Yuniya Kawamura suggests the most important distinction between fashion and dress is, "that while dress refers to tangible objects, fashion is intangible and provides added value to dress that only exists in people's imagination and beliefs".

In her contribution to Modern Fashion Traditions, Janaki Turaga writes: "In clothing and fashion there has been a sea-change in the clothing styles of communities and people that reflects clear negotiation between tradition and modernity, a marked transition from traditional to modern, and multiple fashion trends.

"It is argued that this era is characteriSed by the critical rethinking and interpretation of nearly all elements of life and society, and the redefining of the value systems that structure lives and lifestyles. This critical recasting process is reflected in the more visible areas of religion, fashion and modes of articulation in the realm of popular culture."

However sometimes, when these symbols become fashionable to the extent that they become commodified these symbols may begin to lose their intrinsic value. Its value is now only in its status as fashionable.

Therein lies the rub.

Since the beginning of this century, as a by-product of globalisation, there has been a burgeoning of the "secularised sacred".
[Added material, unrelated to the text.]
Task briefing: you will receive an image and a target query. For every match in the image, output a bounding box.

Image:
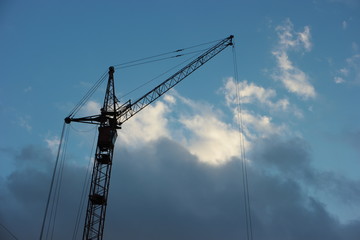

According to Turaga, in some cases, the wearer of symbols, "crosses the traditional rules of engagement with the sacred, taking elements of it into the non-sacred domain, which ironically proclaims the fashionableness of the wearer, while at the same time proclaiming and underscoring his or her underlying religious and spiritual beliefs".

She writes that in this sense, the "secularised" sacred is still an element of the sacred (object, image, text, verse and so on) that despite being desacralised, still retains in its new "secular" avatar, some of its sacredness, which functions as its identifying marker.

"The sacred is exclusive, while the secularised sacred is more inclusive, with unrestricted usage and open accessibility to all in the public domain which gives it the secular identity marker."

Turaga also points out that while wearing significant symbols as fashion may be considered, "cool", some wearers may not be aware of the cultural taboos regarding the usage of these symbols in daily life, viewing them merely from a fashion and aesthetic point of view.

In the context of Fiji, where there has been a critical response by some to what they consider to be the (mis)appropriation of Oceanic (Pacific) cultural symbols by Disney in the movie Moana; there has been much conversation on the issue of protecting traditional knowledge and the symbols that give our cultures meaning.

In the context of fashion, Craik and Turaga write that visual elements that have deep, mystical meanings in their culture of origin, unknown except to those steeped in the culture are extracted from those dense meaning systems and then paraded as commodities down fashion street cloaked in new mythologies and exogenous narratives.

Images, symbols, myths are manipulated for marketing purposes. And we buy into them - our own and those of others.

As we prepare to enter a new year, perhaps this is the time for all of us to take a step back and look at ourselves - what we wear, and what it mean to ourselves and to others; not just in terms of fashion and how we dress, but in terms of how we value symbols of others and our own.

Each of us is making a statement by what we chose to wear. Is it a decoration, a fashion statement? Or is it a declaration of what we value, what we find meaning in and what we stand for?

"Simplicity, serenity, spontaneity."

* Reverend James Bhagwan is an ordained Methodist minister and a citizen journalist. The opinions expressed in this column do not necessarily reflect the opinions of the Methodist Church in Fiji or this newspaper.